2. Complejidad y opacidad
Los sistemas basados en modelos de lenguaje y aprendizaje automático pueden resultar difíciles de auditar o explicar. Esto complica cumplir con principios como la transparencia o la explicabilidad.
3. Interacción con múltiples sistemas
Los agentes suelen interactuar con diferentes herramientas, bases de datos o servicios externos, lo que aumenta la superficie de riesgo y la posibilidad de transferencias de datos no controladas.
4. Evolución dinámica del sistema
Estos sistemas pueden aprender o modificar su comportamiento en función de nuevas instrucciones o datos, lo que hace necesario implementar mecanismos de supervisión y control continuos.
Vulnerabilidades y amenazas específicas
La AEPD también analiza posibles vulnerabilidades de la IA agéntica. Entre ellas se encuentran la manipulación del comportamiento del agente mediante instrucciones maliciosas, accesos indebidos a información sensible o la generación de acciones inesperadas por fallos en el diseño del sistema.
Estas amenazas pueden afectar directamente a los derechos y libertades de las personas si implican tratamiento indebido de datos personales.
Medidas recomendadas por la AEPD
La guía propone diversas medidas que responsables y encargados del tratamiento pueden adoptar para reducir riesgos:
- Aplicar el principio de protección de datos desde el diseño y por defecto.
- Mantener supervisión humana sobre las acciones del agente.
- Limitar el acceso del sistema únicamente a los datos necesarios.
- Registrar y documentar las acciones realizadas por el agente.

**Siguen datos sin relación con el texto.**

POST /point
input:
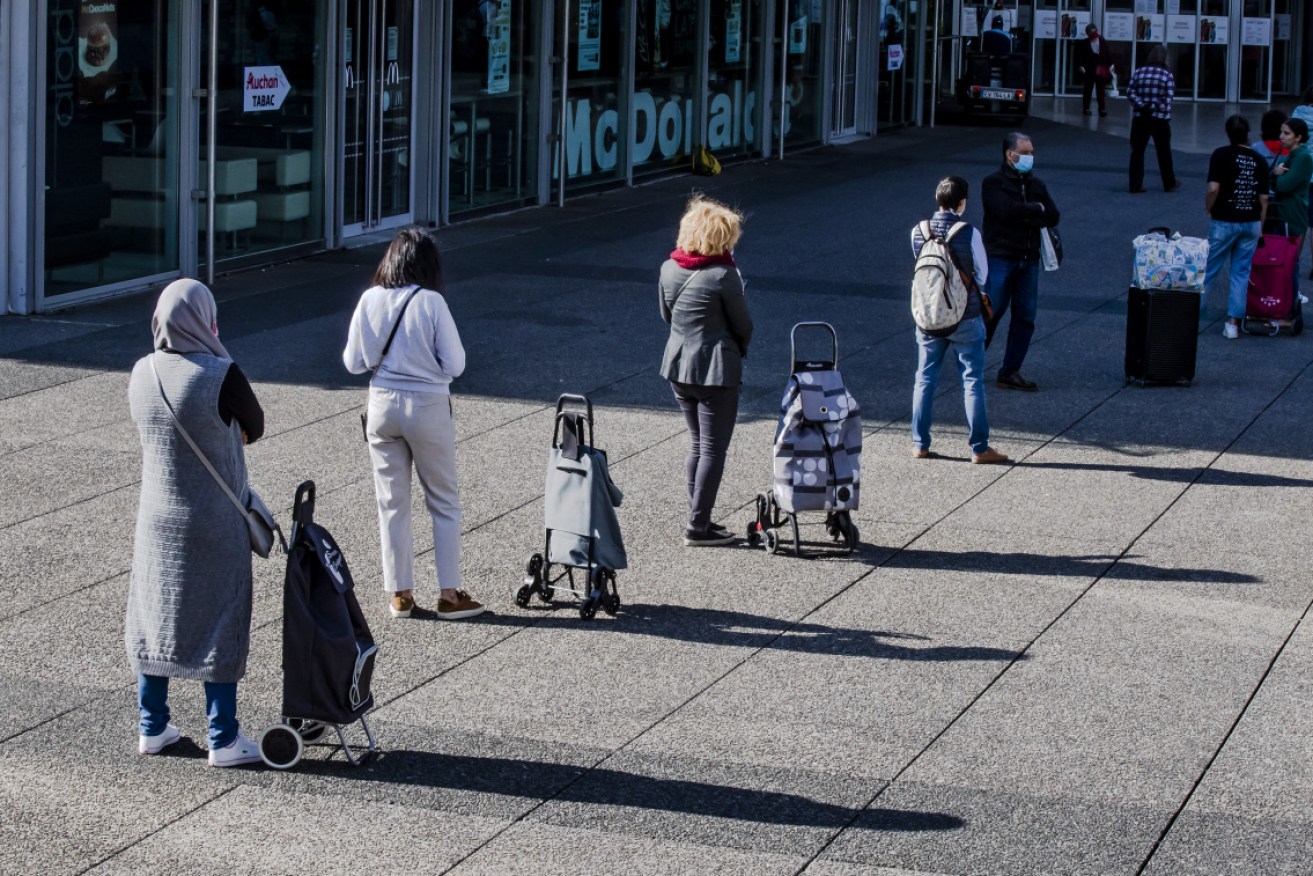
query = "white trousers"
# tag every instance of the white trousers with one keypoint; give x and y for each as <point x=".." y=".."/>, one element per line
<point x="407" y="427"/>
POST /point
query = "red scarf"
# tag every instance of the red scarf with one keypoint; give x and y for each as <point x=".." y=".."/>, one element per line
<point x="693" y="262"/>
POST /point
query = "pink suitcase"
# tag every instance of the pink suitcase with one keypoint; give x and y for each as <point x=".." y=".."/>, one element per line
<point x="1271" y="305"/>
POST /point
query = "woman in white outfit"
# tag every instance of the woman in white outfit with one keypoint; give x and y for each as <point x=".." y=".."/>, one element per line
<point x="403" y="332"/>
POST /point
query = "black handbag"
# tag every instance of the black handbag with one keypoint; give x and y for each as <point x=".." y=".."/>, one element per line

- Evaluar previamente los riesgos mediante evaluaciones de impacto en protección de datos cuando sea necesario.
- Establecer mecanismos de auditoría y trazabilidad.
Estas medidas buscan garantizar que las organizaciones mantengan el control sobre el tratamiento de los datos incluso cuando intervienen sistemas autónomos.
Una oportunidad para mejorar la privacidad
Aunque la IA agéntica plantea riesgos, la AEPD también destaca que puede utilizarse como herramienta para mejorar la protección de datos. Por ejemplo, puede facilitar la gestión automatizada de derechos de los ciudadanos, detectar anomalías en el tratamiento de información o aplicar controles de seguridad de forma continua.
Desde esta perspectiva, los agentes de IA pueden convertirse en una tecnología de mejora de la privacidad si se diseñan e implementan correctamente.
Conclusión
La guía de la AEPD representa un paso importante para ofrecer seguridad jurídica en el uso de tecnologías emergentes como la inteligencia artificial agéntica. En un contexto donde cada vez más organizaciones incorporan IA en sus procesos, comprender sus implicaciones en materia de protección de datos resulta esencial.
Las empresas que adopten este tipo de sistemas deben hacerlo desde una perspectiva de responsabilidad proactiva, asegurando que el desarrollo tecnológico vaya acompañado de mecanismos de control, transparencia y respeto a los derechos fundamentales.